Отчим разорвал ее халатик, силы ее были на исходе, и тогда она схватила нож, огромный киларез – так дядя Володя называл сапожный нож, который точил каждый день с упорством маньяка или мясника. Она наставила нож на него, но он вывернул ей руку, и нож уперся ей в подбородок. Отчим стал расстегивать свои портки и чуть ослабил хватку, Крюкова дернулась, и нож распорол ей лицо до уха. Она закричала, он убежал, и она побежала на фабрику к матери, бежала целый километр до проходной, упала вся в крови у ворот и потеряла сознание.
Ее подобрали, на фабрике была медсестра, девочку слегка зашили и повезли в район. Туда уже пришел милиционер, и она все ему рассказала, хотя мама умоляла спасти ее Володю, но дочь не послушалась.
Володю арестовали, и через день он сам повесился на веревке, сплетенной из простыни. Мама его похоронила и долго не могла простить дочке потерю мужа, так до старости ее и укоряла, что та не могла потерпеть. Так и умерла мама, не простила ей, несмотря на то, что Крюкова помогала ей и ничего для нее не жалела.
Шрам остался. Каждый день, глядя в зеркало, Крюкова вспоминала отчима и никогда не жалела, что он повесился. Так в первый раз за нее заступился всевышний, и она с тех пор молится ему сама, в храм не ходит, но деньги жертвует приюту девочек, пострадавших от насилия, жертвует анонимно – так ей кажется честнее.

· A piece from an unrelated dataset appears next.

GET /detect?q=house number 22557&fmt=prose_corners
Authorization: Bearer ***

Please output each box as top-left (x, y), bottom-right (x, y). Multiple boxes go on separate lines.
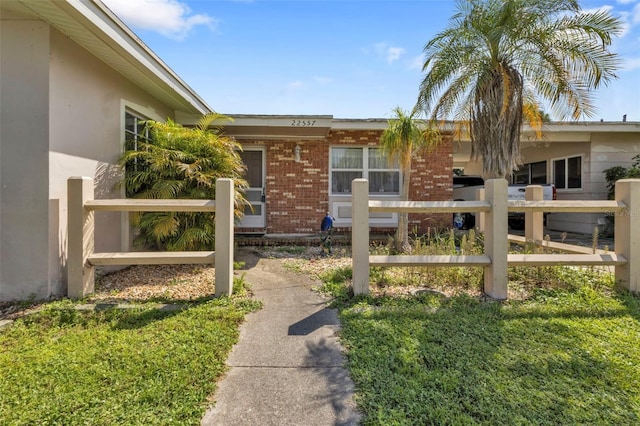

ДГ услышал всю историю, рассказанную Крюковой бесстрастным и тихим голосом, и понял, как жутко ей было тогда и потом. Он понял, что за ее внешней жесткостью стоят вполне конкретные обстоятельства. Он подошел к Крюковой и сначала провел рукой по побелевшему от времени шраму, а потом пробежал губами от уха до подбородка и почувствовал, как она вся задрожала, так сильно, что он ощутил эту дрожь в каждой клеточке ее тела. Эта дрожь передалась ему, и больше он ничего уже не помнил. Они очнулись в спальне, Крюкова спала, уткнувшись носом в его подмышку, он не шевелился, не хотел разбудить ее. Рука его занемела, но он пересилил себя и долго лежал без сна, вспоминая свою жизнь, лишенную ярких эмоций.
Эмоции, конечно, были: от заработанных денег, от кучи баб, которые за его деньги исполняли его капризы. Бабы говорили ДГ, что он орел, медведь и даже полубог, но все это было неправдой, он это знал и не брал в голову. Простого, как мычание, счастья быть с женщиной, которая просто любит и дает все, что имеет, ему не приходилось испытывать. Он видел вокруг своих друзей, старых и молодых, богатых и очень богатых, которые ради таких минут швыряли сотни тысяч, но правда была в другом. «Нельзя купить любовь», – спели когда-то мальчики из Ливерпуля. О боже, как они были правы, эти мальчики, транслирующие уже почти пятьдесят лет божественное провидение, вложенное в их уста.